This raises the question of whether or not the nutrition state of mosquito larvae has an impact on the interaction of the mosquito with ISVs and, if so, how this interaction affects larval survival, pupation, and adult emergence. To the best of our knowledge, no study has yet focused on the impact of larval diet on the susceptibility to virus infection of Mosquitos at the larval stage. To tackle this question, we investigated the effect of different laboratory larval diets on survival and pupation and adult emergence rates, as well as the impact of those diets on survival in combination with the ESV-related virus Culex Y virus (CYV; both genus Entomobirnavirus, family Birnaviridae), in Cx. pipiens biotype molestus Mosquitos. CYV was identified in 2010 in free-living Cx. pipiens Mosquitos (29) as well as in persistently infected mosquito cell cultures (30). It was shown that this ISV is not mosquito specific under laboratory conditions, as it also replicates in Drosophila melanogaster, but it does not replicate in honeybees and locusts, or in mammalian cells (BHK-21 and A549). Furthermore, the virus has been found to replicate in the reproductive organs of adult Cx. pipiens biotype molestus Mosquitos but, interestingly, no vertical transmission to the offspring occurs. Persistence in free-living Mosquitos is therefore presumed to be by horizontal transmission (31). Consequently, this study will also investigate the replication of the virus in the larval stage. This is the first described attempt to deliver a viral pathogen by injection into larval stages of Cx. pipiens biotype molestus.

2 Material and methods

2.1 Mosquito colony

All experiments were conducted using a cross-bred strain of Cx. pipiens biotype molestus (Forskal, 1775) from Langenlehsten and Wendland [described in (32)]. The strain was maintained in climate-controlled chambers at 25–26°C, 45%–65% RH, with a photoperiod of 16:8 (light–dark; separated by 1 hour of crepuscular periods; daylight 1,600 lx). Plastic basins (37 cm × 30 cm × 7 cm) filled with dechlorinated tap water were used to rear larvae until hatching, and larvae were fed ad libitum with Tetra Pleco fish food (Tetra Werke, Melle, Germany). Hatched adults were released into BugDorm-1 rearing cages (30 cm × 30 cm × 30 cm). They were fed ad libitum with 8% (weight/volume) fructose solution supplemented with 0.5 g/L 4-aminobenzoic acid, and once a week with a 4:1 mixture of animal blood and an 8% fructose solution after 24 h starvation.

Mosquito colonies were naturally infected with Wolbachia, and tested negative for Togaviridae, Phleboviridae, and Flaviviridae (data not shown). Primer sets and thermic conditions for amplification of the four PCR assays have been published previously (33–36).

2.2 Diets

The diets tested in this study included fish, cat, and dog food, as well as corn flour (Table 1). Apart from maize flour, no diet listed the carbohydrate content (Table 2). Therefore, we calculated the carbohydrate content from the other available values as follows:

TABLE 1

Table 1 Analytical contents of tested diets.

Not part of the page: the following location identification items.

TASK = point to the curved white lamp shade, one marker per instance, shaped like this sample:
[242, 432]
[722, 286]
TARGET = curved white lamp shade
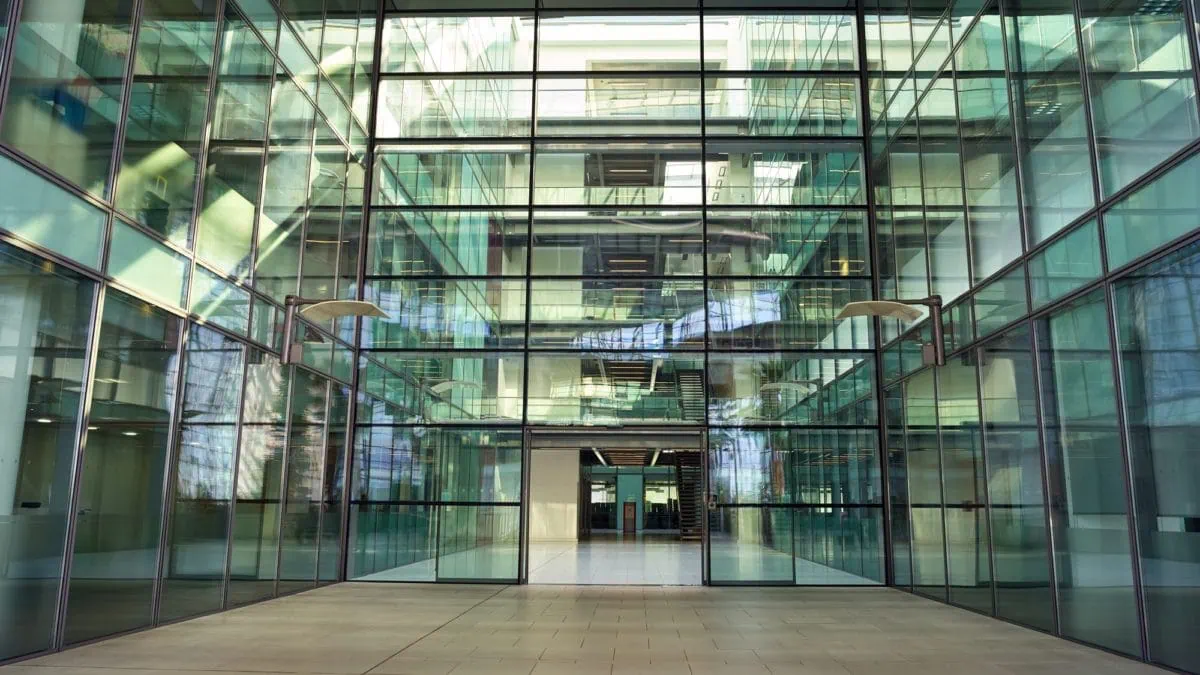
[881, 308]
[330, 310]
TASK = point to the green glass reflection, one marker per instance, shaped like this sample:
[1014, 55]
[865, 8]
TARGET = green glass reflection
[45, 339]
[786, 315]
[617, 388]
[791, 388]
[1143, 91]
[1153, 215]
[64, 95]
[442, 314]
[617, 315]
[787, 243]
[114, 562]
[198, 527]
[1066, 264]
[1086, 476]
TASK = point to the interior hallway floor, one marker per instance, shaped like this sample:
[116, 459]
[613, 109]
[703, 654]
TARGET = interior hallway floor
[443, 629]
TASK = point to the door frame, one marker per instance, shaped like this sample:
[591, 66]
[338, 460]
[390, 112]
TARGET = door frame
[646, 437]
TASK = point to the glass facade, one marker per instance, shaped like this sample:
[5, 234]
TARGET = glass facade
[593, 216]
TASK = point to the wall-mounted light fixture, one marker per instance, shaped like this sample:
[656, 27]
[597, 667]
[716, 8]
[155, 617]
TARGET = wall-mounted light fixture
[931, 353]
[318, 311]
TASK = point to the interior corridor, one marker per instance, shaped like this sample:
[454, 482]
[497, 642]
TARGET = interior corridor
[439, 629]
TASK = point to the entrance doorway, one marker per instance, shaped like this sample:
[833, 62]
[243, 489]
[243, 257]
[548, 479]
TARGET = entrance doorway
[615, 508]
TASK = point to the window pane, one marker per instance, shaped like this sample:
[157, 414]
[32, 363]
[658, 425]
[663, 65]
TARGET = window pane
[791, 388]
[787, 243]
[1144, 99]
[443, 45]
[57, 65]
[165, 125]
[454, 108]
[198, 529]
[1159, 345]
[611, 242]
[1066, 264]
[637, 174]
[114, 562]
[618, 106]
[1155, 214]
[618, 43]
[617, 388]
[445, 315]
[148, 266]
[617, 315]
[43, 338]
[789, 42]
[47, 215]
[1087, 493]
[817, 174]
[781, 106]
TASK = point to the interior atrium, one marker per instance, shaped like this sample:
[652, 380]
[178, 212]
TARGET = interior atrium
[601, 258]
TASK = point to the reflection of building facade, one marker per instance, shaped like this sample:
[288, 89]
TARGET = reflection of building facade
[643, 220]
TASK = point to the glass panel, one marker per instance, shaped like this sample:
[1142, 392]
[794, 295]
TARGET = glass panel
[1001, 302]
[1014, 481]
[839, 545]
[786, 315]
[478, 542]
[618, 43]
[1086, 476]
[617, 315]
[40, 211]
[617, 388]
[65, 95]
[618, 106]
[1066, 264]
[220, 303]
[165, 124]
[817, 174]
[43, 338]
[1144, 97]
[1048, 95]
[453, 386]
[198, 527]
[783, 42]
[125, 460]
[1155, 214]
[964, 484]
[441, 314]
[303, 488]
[599, 242]
[256, 527]
[1159, 342]
[750, 544]
[924, 464]
[448, 243]
[780, 106]
[454, 108]
[436, 175]
[787, 243]
[618, 175]
[791, 388]
[144, 264]
[457, 43]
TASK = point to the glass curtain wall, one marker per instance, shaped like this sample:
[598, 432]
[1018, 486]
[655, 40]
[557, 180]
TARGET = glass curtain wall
[169, 178]
[1030, 166]
[619, 220]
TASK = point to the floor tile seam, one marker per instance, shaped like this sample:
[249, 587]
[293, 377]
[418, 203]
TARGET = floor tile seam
[456, 617]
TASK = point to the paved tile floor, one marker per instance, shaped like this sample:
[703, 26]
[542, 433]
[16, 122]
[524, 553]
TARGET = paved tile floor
[427, 629]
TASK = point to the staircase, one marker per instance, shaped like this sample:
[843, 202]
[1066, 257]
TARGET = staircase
[690, 483]
[690, 384]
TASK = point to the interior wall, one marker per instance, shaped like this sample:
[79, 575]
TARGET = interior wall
[553, 495]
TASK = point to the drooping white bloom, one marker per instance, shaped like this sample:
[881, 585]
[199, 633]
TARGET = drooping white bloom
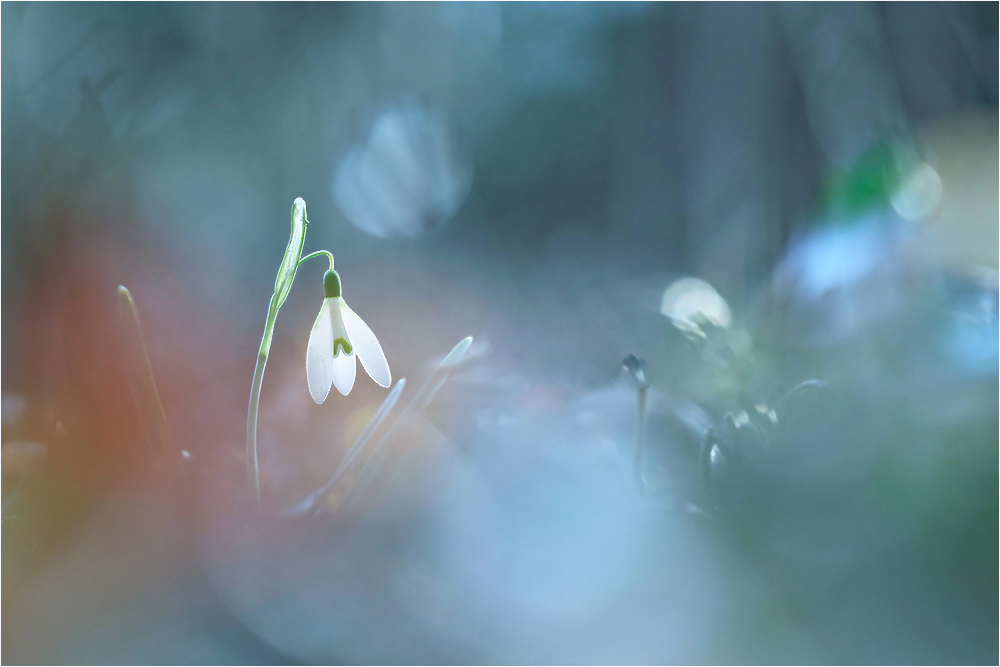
[337, 337]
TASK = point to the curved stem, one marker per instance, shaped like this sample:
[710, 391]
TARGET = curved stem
[318, 253]
[253, 476]
[640, 442]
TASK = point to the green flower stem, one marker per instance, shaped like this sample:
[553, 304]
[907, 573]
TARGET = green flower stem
[290, 263]
[253, 477]
[253, 474]
[318, 253]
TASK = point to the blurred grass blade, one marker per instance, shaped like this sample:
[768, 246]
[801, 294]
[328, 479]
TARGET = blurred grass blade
[142, 383]
[320, 496]
[416, 406]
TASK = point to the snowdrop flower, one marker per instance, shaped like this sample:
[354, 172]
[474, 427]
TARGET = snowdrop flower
[337, 336]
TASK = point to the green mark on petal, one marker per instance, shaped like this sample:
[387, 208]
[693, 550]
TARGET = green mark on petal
[343, 345]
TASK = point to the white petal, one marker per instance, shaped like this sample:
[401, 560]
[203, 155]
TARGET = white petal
[345, 367]
[366, 346]
[319, 355]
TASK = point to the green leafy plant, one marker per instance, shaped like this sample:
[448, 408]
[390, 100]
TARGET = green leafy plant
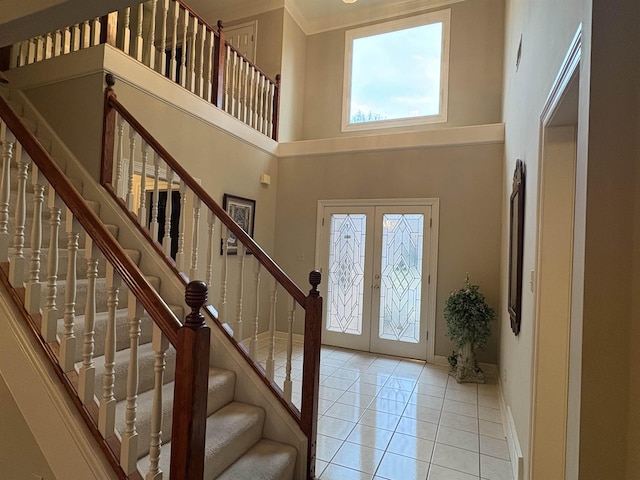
[468, 320]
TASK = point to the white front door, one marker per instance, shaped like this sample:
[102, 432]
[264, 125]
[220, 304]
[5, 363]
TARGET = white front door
[377, 263]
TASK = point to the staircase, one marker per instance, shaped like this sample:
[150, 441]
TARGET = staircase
[95, 321]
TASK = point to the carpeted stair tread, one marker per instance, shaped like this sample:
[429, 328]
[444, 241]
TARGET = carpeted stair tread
[221, 389]
[231, 431]
[146, 359]
[266, 460]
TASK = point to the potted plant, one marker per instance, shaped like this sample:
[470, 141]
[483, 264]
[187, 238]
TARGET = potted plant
[468, 324]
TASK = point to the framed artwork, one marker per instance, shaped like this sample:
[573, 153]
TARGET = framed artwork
[242, 211]
[516, 233]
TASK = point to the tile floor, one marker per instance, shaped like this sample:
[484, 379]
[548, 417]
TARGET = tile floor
[395, 419]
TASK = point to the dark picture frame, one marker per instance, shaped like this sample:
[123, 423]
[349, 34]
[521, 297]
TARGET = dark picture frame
[516, 243]
[242, 211]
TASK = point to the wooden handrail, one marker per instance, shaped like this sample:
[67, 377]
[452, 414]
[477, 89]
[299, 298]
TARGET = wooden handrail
[89, 220]
[282, 278]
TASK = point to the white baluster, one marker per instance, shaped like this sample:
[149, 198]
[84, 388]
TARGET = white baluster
[68, 340]
[32, 291]
[139, 47]
[251, 100]
[223, 272]
[174, 39]
[287, 381]
[160, 346]
[208, 69]
[76, 37]
[16, 259]
[87, 373]
[180, 263]
[152, 36]
[227, 77]
[166, 241]
[126, 31]
[48, 45]
[67, 43]
[211, 221]
[86, 34]
[6, 152]
[191, 76]
[129, 446]
[195, 239]
[50, 317]
[31, 51]
[95, 32]
[253, 344]
[183, 60]
[153, 225]
[57, 43]
[272, 330]
[142, 210]
[39, 48]
[120, 158]
[133, 135]
[202, 37]
[234, 83]
[161, 59]
[237, 332]
[107, 409]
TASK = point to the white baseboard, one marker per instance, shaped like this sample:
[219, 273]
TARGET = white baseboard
[489, 369]
[513, 443]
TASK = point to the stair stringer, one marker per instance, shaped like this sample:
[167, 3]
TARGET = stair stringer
[62, 435]
[279, 425]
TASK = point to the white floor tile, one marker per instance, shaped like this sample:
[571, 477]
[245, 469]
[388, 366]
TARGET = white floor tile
[409, 446]
[337, 472]
[493, 468]
[358, 457]
[436, 472]
[491, 429]
[335, 427]
[458, 438]
[456, 459]
[327, 447]
[370, 436]
[494, 447]
[460, 422]
[396, 467]
[417, 428]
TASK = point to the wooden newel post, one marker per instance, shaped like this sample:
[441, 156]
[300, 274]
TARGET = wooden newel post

$$\begin{array}{c}\text{Carbohydrate content}(\%)=100\%-\text{crude protein}(\%)-\text{crude fat}(\%)-\text{crude ash}(\%)\\ -\text{crude fiber}(\%)-\text{moisture content}(\%)\end{array}$$

If the moisture content was not specified, a standardized content of 12% was assumed, as the Food and Drug Administration of the USA (FDA) defines a dry food as food consisting of approximately 88%–90% dry matter (37). Crude proteins (ranging from 7.7% for corn meal up to 45% for algae wafers) and carbohydrates (ranging from 17.10% for algae wafers to 74.0% for corn meal) were the two constituents present in the greatest proportions in all tested food types. Crude fat (ranging from 0.8% to 20.0%), crude ash (ranging from 2.5% to 17.0%), and crude fiber (ranging from 0.82% to 7.0%) accounted for lower proportions of all food types (Tables 1, S1, S2).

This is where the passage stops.